Selama bertahun-tahun, persaingan AS-China semakin meluas dari perdagangan ke teknologi dan kekuatan global.
Tidak ada lagi tarif timbal balik.
Mulai dari semikonduktor dan AI hingga rantai pasokan, mineral strategis, dan sistem pembayaran internasional, sejumlah isu menunjukkan bahwa konfrontasi antara dua ekonomi terbesar di dunia telah jauh melampaui cakupan "perang dagang" biasa.
![]() |
Buku "Perang Dagang: Awal dari Situasi yang Tidak Pasti. " Foto: HT. |
Itulah juga tema sentral dari buku Pham Sy Thanh , "Perang Dagang: Awal dari Situasi yang Tidak Pasti ."
Alih-alih berfokus pada perkembangan jangka pendek, buku ini berkonsentrasi pada penjelasan logika yang mendasari persaingan AS-Tiongkok.
Penulis berpendapat bahwa ini bukan lagi soal tarif timbal balik, melainkan persaingan untuk kekuasaan, teknologi, dan keuangan.
Dari perspektif tersebut, buku ini menjelaskan mengapa AS beralih dari strategi "keterlibatan" ke "persaingan strategis komprehensif" dengan Tiongkok. Pada saat yang sama, penulis menganalisis bagaimana Tiongkok belajar dari, meniru, dan kemudian melakukan serangan balik dengan membangun kemandirian teknologi, menolak paksaan, dan merestrukturisasi posisinya dalam sistem global.
Salah satu aspek paling menonjol dari buku ini adalah pendekatannya yang sistematis terhadap persaingan AS-Tiongkok, yang menyusunnya dalam kerangka analitis yang terpadu. Menurut penulis, isu-isu seperti sanksi semikonduktor, kontrol AI, pergeseran rantai pasokan, persaingan dolar, pembayaran lintas batas, dan perebutan mineral strategis bukanlah peristiwa yang terisolasi. Semuanya ditempatkan dalam gambaran yang lebih besar tentang perebutan kekuasaan internasional.
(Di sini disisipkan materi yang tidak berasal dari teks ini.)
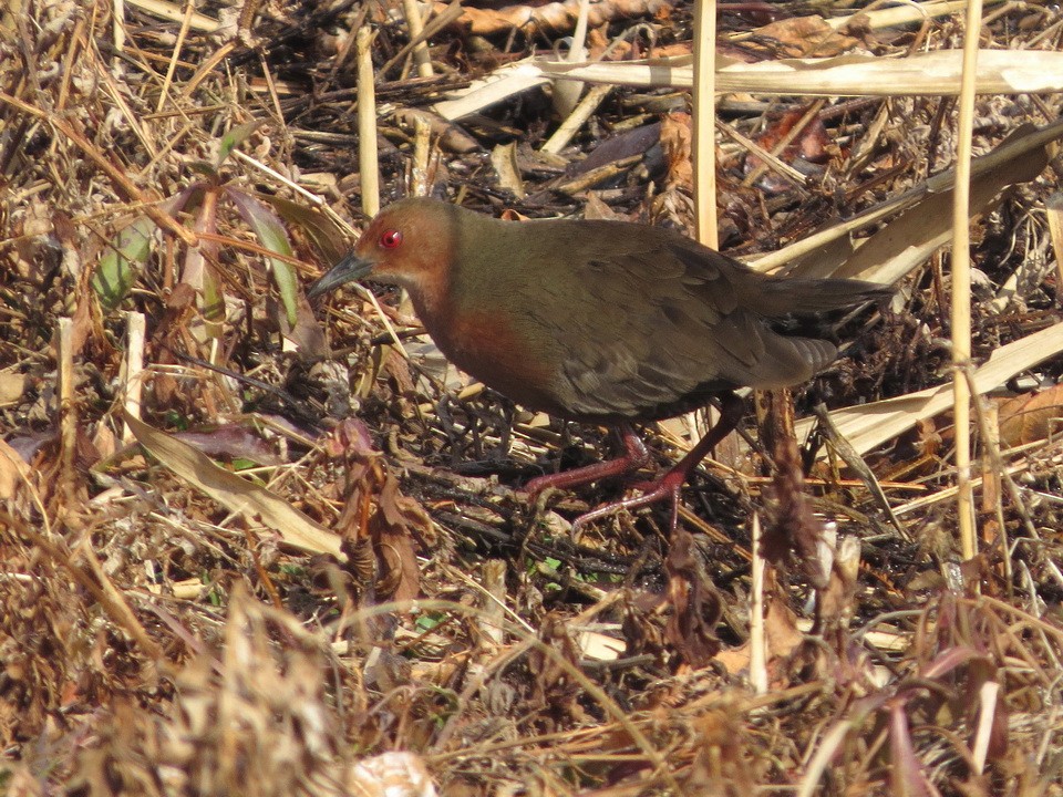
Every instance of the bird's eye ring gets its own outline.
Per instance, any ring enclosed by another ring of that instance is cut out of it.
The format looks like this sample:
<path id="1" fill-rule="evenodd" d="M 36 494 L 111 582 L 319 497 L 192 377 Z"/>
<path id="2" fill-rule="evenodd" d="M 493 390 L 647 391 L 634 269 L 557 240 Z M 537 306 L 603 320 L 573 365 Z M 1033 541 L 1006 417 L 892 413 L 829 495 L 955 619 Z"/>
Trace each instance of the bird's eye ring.
<path id="1" fill-rule="evenodd" d="M 402 232 L 399 230 L 384 230 L 380 234 L 380 245 L 384 249 L 394 249 L 402 244 Z"/>

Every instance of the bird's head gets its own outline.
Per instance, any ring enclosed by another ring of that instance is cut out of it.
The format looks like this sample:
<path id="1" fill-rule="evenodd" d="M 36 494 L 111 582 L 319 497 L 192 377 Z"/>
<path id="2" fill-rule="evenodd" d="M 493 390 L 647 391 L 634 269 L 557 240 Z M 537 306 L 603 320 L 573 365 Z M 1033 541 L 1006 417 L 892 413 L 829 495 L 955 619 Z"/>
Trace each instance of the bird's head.
<path id="1" fill-rule="evenodd" d="M 434 199 L 388 206 L 370 221 L 354 250 L 314 282 L 307 297 L 370 279 L 405 288 L 421 307 L 434 304 L 446 291 L 460 213 Z"/>

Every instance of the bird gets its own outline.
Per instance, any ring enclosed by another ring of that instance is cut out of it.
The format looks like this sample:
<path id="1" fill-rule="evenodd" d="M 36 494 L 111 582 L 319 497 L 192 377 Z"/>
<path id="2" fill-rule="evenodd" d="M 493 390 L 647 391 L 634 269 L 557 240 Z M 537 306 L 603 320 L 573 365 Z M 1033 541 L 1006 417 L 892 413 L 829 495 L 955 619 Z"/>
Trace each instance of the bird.
<path id="1" fill-rule="evenodd" d="M 877 301 L 878 283 L 762 275 L 682 234 L 628 221 L 508 221 L 417 197 L 382 209 L 354 249 L 320 277 L 316 299 L 354 280 L 404 288 L 425 331 L 456 366 L 519 405 L 613 428 L 613 459 L 539 476 L 534 497 L 634 472 L 649 452 L 634 424 L 720 404 L 710 432 L 641 495 L 598 507 L 671 500 L 742 420 L 741 387 L 811 380 L 834 343 L 786 334 L 777 321 Z M 776 322 L 773 324 L 773 322 Z"/>

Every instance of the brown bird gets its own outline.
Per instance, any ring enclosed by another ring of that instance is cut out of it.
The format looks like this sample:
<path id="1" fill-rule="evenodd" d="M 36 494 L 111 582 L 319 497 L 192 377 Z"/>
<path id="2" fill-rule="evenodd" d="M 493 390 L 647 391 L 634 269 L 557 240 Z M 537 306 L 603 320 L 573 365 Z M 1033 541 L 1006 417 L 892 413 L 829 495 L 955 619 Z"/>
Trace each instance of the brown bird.
<path id="1" fill-rule="evenodd" d="M 432 340 L 458 368 L 513 401 L 615 426 L 625 455 L 532 479 L 535 495 L 641 467 L 631 423 L 719 397 L 721 418 L 644 493 L 581 516 L 672 499 L 741 421 L 736 387 L 805 382 L 836 356 L 825 340 L 768 321 L 888 296 L 883 286 L 757 273 L 684 236 L 623 221 L 503 221 L 432 199 L 384 208 L 354 251 L 308 291 L 367 278 L 405 288 Z"/>

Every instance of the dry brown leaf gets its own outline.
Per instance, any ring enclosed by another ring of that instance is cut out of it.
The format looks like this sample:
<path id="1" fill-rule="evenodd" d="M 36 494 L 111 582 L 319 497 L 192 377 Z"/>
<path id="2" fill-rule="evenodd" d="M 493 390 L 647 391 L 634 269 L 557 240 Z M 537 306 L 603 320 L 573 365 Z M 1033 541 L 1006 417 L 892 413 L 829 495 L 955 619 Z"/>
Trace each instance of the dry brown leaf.
<path id="1" fill-rule="evenodd" d="M 792 17 L 757 28 L 756 41 L 772 45 L 774 58 L 833 58 L 859 42 L 837 32 L 822 17 Z"/>
<path id="2" fill-rule="evenodd" d="M 661 148 L 668 163 L 669 188 L 685 188 L 693 190 L 693 131 L 690 114 L 681 111 L 667 114 L 661 120 Z"/>
<path id="3" fill-rule="evenodd" d="M 1045 439 L 1063 429 L 1063 385 L 1025 393 L 1000 405 L 1000 442 L 1008 446 Z"/>
<path id="4" fill-rule="evenodd" d="M 316 524 L 280 496 L 218 467 L 190 445 L 132 415 L 126 415 L 125 422 L 152 456 L 230 511 L 248 518 L 258 517 L 297 550 L 330 553 L 337 559 L 345 559 L 337 535 Z"/>

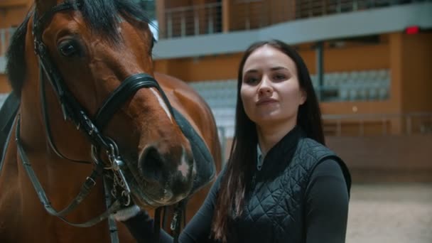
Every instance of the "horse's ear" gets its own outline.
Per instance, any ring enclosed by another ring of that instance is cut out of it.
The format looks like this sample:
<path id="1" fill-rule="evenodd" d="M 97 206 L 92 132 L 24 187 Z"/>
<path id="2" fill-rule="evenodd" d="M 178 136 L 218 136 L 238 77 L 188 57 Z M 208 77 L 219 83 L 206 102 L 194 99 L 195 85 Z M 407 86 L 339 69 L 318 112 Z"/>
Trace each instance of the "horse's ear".
<path id="1" fill-rule="evenodd" d="M 57 0 L 36 0 L 35 3 L 35 9 L 40 16 L 43 13 L 57 5 Z"/>

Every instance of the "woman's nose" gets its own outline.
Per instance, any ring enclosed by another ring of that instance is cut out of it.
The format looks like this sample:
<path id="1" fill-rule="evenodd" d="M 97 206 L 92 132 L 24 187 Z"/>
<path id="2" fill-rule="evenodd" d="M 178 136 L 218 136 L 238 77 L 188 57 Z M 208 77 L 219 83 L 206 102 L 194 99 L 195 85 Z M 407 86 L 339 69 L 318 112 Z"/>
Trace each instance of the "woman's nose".
<path id="1" fill-rule="evenodd" d="M 260 95 L 266 95 L 271 94 L 273 88 L 270 84 L 269 80 L 267 78 L 263 78 L 261 84 L 259 85 L 259 92 Z"/>

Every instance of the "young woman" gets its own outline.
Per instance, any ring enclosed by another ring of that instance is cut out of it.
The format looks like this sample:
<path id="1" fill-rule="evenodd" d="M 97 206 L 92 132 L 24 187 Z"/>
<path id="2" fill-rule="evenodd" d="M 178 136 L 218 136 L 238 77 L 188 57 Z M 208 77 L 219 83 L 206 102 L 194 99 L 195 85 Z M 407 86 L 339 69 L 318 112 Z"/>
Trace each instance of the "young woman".
<path id="1" fill-rule="evenodd" d="M 293 48 L 270 40 L 246 50 L 235 119 L 228 163 L 180 242 L 345 242 L 350 176 L 325 146 L 318 102 Z M 137 240 L 153 237 L 153 220 L 133 215 L 123 220 Z"/>

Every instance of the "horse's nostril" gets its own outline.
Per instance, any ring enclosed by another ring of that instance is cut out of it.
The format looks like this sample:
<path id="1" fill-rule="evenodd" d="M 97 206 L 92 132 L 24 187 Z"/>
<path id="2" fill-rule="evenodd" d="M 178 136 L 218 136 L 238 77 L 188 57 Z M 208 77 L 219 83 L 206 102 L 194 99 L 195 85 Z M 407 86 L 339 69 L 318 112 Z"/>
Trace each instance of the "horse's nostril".
<path id="1" fill-rule="evenodd" d="M 158 182 L 162 180 L 164 164 L 161 154 L 156 148 L 147 148 L 139 163 L 143 176 L 146 180 Z"/>

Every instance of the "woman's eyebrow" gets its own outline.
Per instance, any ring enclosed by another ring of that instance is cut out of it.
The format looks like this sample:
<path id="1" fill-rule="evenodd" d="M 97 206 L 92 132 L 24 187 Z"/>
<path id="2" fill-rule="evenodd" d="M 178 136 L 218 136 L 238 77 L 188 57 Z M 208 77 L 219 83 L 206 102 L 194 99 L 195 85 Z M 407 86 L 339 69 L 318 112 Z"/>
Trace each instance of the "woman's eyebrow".
<path id="1" fill-rule="evenodd" d="M 274 68 L 270 68 L 270 70 L 272 70 L 272 71 L 276 71 L 276 70 L 281 70 L 281 69 L 286 69 L 286 70 L 287 70 L 289 71 L 289 70 L 288 68 L 286 68 L 285 67 L 281 67 L 281 66 L 278 66 L 278 67 L 274 67 Z"/>

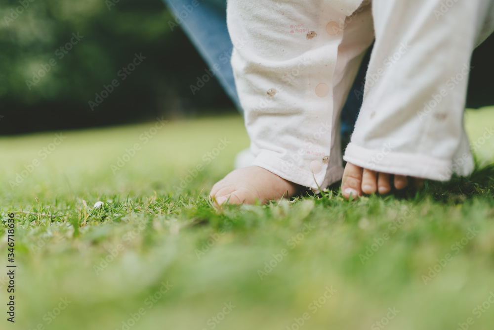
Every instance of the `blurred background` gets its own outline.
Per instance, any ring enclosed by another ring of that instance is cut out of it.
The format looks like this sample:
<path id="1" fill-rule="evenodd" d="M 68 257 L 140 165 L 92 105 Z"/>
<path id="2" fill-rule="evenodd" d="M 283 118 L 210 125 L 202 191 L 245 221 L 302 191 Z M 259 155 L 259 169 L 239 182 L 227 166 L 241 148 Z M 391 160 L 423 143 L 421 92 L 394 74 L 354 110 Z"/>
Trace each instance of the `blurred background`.
<path id="1" fill-rule="evenodd" d="M 208 66 L 161 0 L 0 3 L 0 135 L 236 112 L 215 79 L 193 94 Z M 494 104 L 493 39 L 474 55 L 470 107 Z"/>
Buku ini berfokus pada penjelasan bagaimana negara adidaya menggunakan kekuasaannya dan menciptakan pengaruh internasional. Dari pendekatan ini, penulis tidak hanya menganalisis persaingan antar negara adidaya tetapi juga mengangkat pertanyaan tentang posisi ekonomi menengah di dunia di mana aturan mainnya berubah.
![]() |
Perang AI antara AS dan China adalah bentrokan antara "kekuatan absolut" dan "kecepatan penerapan." Foto: Fasterplease. |
Dampak perang dagang terhadap perekonomian negara lain
Aspek penting lainnya dari buku ini adalah bagaimana persaingan jangka panjang antara negara-negara adidaya dalam teknologi, perdagangan, dan keuangan akan memengaruhi perekonomian kecil dan menengah.
Buku ini membahas banyak isu yang secara langsung berdampak pada Vietnam, seperti pergeseran rantai pasokan dari Tiongkok, tekanan untuk memilih standar teknologi, dan perubahan dalam perdagangan dan pembayaran internasional.
Dari situ, penulis mengajukan pertanyaan strategis: Peluang apa yang tersembunyi di balik gelombang perubahan global? Dan bagaimana negara berukuran sedang dapat beradaptasi dengan dunia di mana aturan mainnya berubah?
Menurut penulis, ini bukan sekadar buku untuk memperbarui berita, melainkan untuk membantu pembaca memahami mengapa dunia beroperasi seperti sekarang ini dan apa tren masa depan yang akan terjadi.
Penulis Pham Sy Thanh saat ini menjabat sebagai Direktur Pusat Studi Ekonomi dan Strategis Tiongkok (CESS) dan memegang gelar PhD di bidang Ekonomi dari Fakultas Ekonomi, Universitas Nankai (Tianjin, Tiongkok). Sebelumnya, ia menerbitkan buku " Medan Perang Semikonduktor ," yang memenangkan Hadiah B di Penghargaan Buku Nasional 2025.